Nachdem am 7. Oktober infolge des Hamas-Raketenbeschusses erneut Beduinen in nicht-anerkannten Dörfern ums Leben kamen, darunter sechs Kinder, hatte der Minister für die Entwicklung von Negev und Galiläa, Yitzhak Wasserlauf von Ben-Gvirs Partei Jüdische Stärke, gelobt, dass fertig angelieferte Schutzräume zur Verfügung gestellt würden, was bis heute nur eines der vielen Lippenbekenntnisse der gegenwärtigen Regierung ist.

Hoffnung schwindet

Viele Aspekte tragen zur wachsenden Frustration der Negev-Beduinen bei. Nicht wenige von ihnen blicken auf enorme Errungenschaften, die ihnen Israel erschloss, zurück, beispielsweise der Weg innerhalb von zwei Generationen vom Leben im Zelt hin zum Medizinstudium.
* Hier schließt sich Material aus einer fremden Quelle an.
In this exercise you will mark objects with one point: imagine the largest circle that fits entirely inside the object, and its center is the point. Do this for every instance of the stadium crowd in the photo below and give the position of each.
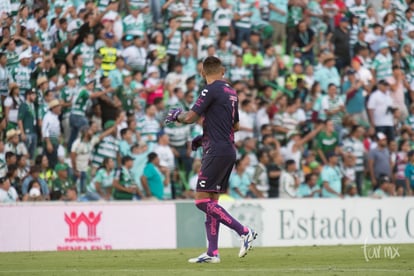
(325, 87)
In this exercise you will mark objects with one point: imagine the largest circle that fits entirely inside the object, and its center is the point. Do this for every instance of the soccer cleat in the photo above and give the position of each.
(247, 241)
(204, 258)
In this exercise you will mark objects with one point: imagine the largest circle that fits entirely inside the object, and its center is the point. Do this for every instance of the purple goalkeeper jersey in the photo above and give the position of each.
(218, 104)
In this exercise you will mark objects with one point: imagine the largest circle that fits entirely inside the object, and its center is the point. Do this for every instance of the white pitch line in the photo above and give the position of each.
(327, 269)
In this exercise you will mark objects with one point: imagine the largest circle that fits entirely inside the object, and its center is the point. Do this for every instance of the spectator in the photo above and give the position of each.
(107, 147)
(11, 105)
(153, 180)
(340, 40)
(379, 162)
(8, 193)
(27, 122)
(274, 169)
(51, 132)
(305, 39)
(148, 124)
(331, 177)
(124, 185)
(327, 73)
(309, 189)
(409, 173)
(382, 63)
(381, 110)
(351, 191)
(401, 163)
(355, 100)
(334, 109)
(61, 183)
(353, 146)
(100, 187)
(4, 77)
(327, 141)
(260, 181)
(246, 130)
(21, 74)
(385, 188)
(13, 143)
(289, 181)
(398, 87)
(35, 192)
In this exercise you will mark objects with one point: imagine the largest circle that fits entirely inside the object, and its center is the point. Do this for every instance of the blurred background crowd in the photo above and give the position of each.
(326, 90)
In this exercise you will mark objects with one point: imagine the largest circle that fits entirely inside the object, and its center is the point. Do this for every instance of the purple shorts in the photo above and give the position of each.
(215, 173)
Um auch den weniger Glücklichen und Erfolgreichen weiterhin Förderung und Chancen zu eröffnen, votierte die beduinische Gesellschaft des Negev bei den letzten Wahlgängen 2021 und 2022 in überwältigender Mehrheit für den Ansatz von Ra´am. Damit brachte sie zugleich den Wunsch nach Integration und Mitbestimmung zum Ausdruck. Es war ein Bekenntnis für einen Aufbruch, für Veränderungen.

Veränderungen haben tatsächlich stattgefunden, nur in völlig anderer Form als erhofft, sodass es vielen Menschen umso schwieriger fällt, die Hoffnung zu wahren, auch wenn Initiativen der israelischen Zivilgesellschaft immer wieder vor Augen führen, dass ein Miteinander, basierend auf Respekt und Toleranz, keine Utopie ist.